Quantum long-term storage would be an interesting device. The amount of information stored in qubits grows exponentially on the number of qubits. “Quantum state drives” may be a very compact way of storing information. Unfortunately, such technology does not yet exist.
There is a vast amount of quantum software developed, which seems just waiting to be utilized when scalable and reliable quantum computers arrive. On the other hand,
The state of the art of quantum software for gate-model quantum computers is still at the level of an assembly language with evident enhancement features but provides little towards higher-level abstractions.
Further proliferation of quantum software is expected as high-level quantum programming languages are still yet to be developed.
So far it was shown that quantum computers are based on a more powerful computational model than classic computing, promising exponential acceleration in computational power for various tasks. Returning to the question raised in the beginning – why Quantum Computing is an elusive ever-shifting target, this section will summarize the main challenges of Quantum Computing and let you answer this question for yourself.
Quantum Devices
Production of physical quantum devices is a major theoretical and technological challenge. It faces the following major problems:
Reliability: lowering error rates, increasing qubit coherence time, and improving gate fidelity.
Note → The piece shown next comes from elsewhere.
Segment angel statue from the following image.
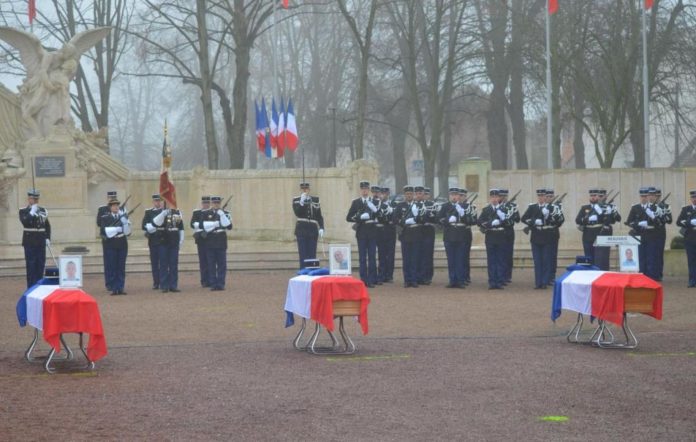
[0,26,111,139]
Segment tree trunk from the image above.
[196,0,218,169]
[486,85,508,170]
Scalability: practical quantum computation requires millions of qubits. More qubits mean higher compound error rates and the higher complexity of maintaining the state of interconnected qubits.
Fault-Tolerance: error-correction is imperative for building logical qubits – the core building blocks of resilient quantum devices.
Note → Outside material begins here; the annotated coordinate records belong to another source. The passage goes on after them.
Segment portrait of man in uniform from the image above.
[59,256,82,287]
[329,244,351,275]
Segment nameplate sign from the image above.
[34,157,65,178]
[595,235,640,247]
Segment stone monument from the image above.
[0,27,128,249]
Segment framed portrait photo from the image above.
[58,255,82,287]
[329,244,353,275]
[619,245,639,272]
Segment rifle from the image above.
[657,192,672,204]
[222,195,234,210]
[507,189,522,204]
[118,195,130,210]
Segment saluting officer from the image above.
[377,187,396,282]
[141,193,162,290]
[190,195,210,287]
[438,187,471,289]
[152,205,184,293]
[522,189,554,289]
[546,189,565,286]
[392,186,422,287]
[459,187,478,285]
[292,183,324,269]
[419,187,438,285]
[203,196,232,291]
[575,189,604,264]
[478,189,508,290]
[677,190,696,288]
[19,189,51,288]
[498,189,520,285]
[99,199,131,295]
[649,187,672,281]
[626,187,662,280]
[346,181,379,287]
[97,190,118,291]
Cost: present quantum computers are custom manufactured. Most of them operate at very low temperatures requiring costly cooling systems and use of other expensive equipment.
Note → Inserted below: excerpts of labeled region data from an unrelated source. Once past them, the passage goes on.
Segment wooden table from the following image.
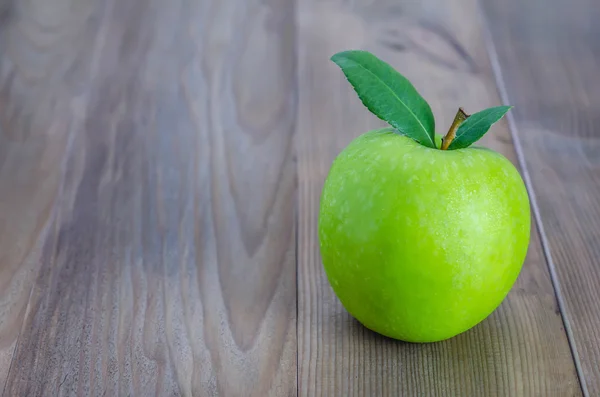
[0,0,600,397]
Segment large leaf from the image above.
[448,106,512,150]
[331,51,435,148]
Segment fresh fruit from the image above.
[319,51,530,342]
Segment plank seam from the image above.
[479,8,589,397]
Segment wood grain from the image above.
[297,0,581,396]
[0,0,296,396]
[483,0,600,396]
[0,0,89,387]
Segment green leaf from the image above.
[331,51,435,148]
[448,106,512,150]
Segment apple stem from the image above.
[440,108,469,150]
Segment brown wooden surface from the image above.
[483,0,600,396]
[0,0,600,397]
[298,0,580,396]
[0,0,297,397]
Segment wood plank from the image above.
[0,0,296,396]
[483,0,600,396]
[297,0,581,396]
[0,0,89,387]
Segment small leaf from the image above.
[448,106,512,150]
[331,51,435,148]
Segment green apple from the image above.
[319,51,530,342]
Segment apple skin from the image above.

Production of reliable quantum devices depends on solving these problems. Multiple approaches exist today for physical realization of quantum computers, each having its pros and cons. It may take time to find the winner and work out a mass-production technology.
Quantum Algorithm Design
Existing quantum algorithms already show drastic acceleration of classic computing for several important classes of problems. Since quantum algorithms are based on different principles and can be more powerful than the classical, a new series of algorithms is still waiting to be invented that take advantage of properties of the quantum model. Not all algorithms will benefit from the quantum approach. For example, comparison-based quantum sorting will remain lower bounded by Ω(n log n) the same as in classic [26]. In perspective, a series of volumes need to be written of “The Art of Quantum Computer Programming” summarizing quantum algorithms [27], [28], [29] the way Donald Knuth does [30] for classic computing.
High-Level Quantum Programming
Today’s quantum programming is based on the quantum gate model, which is essentially a low-level assembler language since it is so closely tied up to the machine code instructions. Classic computing also started with logic gates and relay switching circuits [31] before they were replaced by vacuum tubes, then transistors, and integrated circuits. It took decades to level up the abstractions. The same should inevitably happen with quantum programming. For example, one can fantasize that quantum parallelism will be represented with a special construct in the language, which will be compiled into a circuit entangling qubits with multi-qubit gates. Such high-level abstractions do not exist yet, and need to be invented.
Quantum Computing is an exciting and fast evolving area of research, engineering, and technology. Quantum algorithms are powerful. Small scale quantum computations are already possible. But there is so much yet to be done and discovered in the field before such computations become practical. Quantum computing is not expected to replace classic computing. More likely quantum chips will be used along with traditional computers as accelerators similar to how GPUs are used to accelerate graphics and machine learning.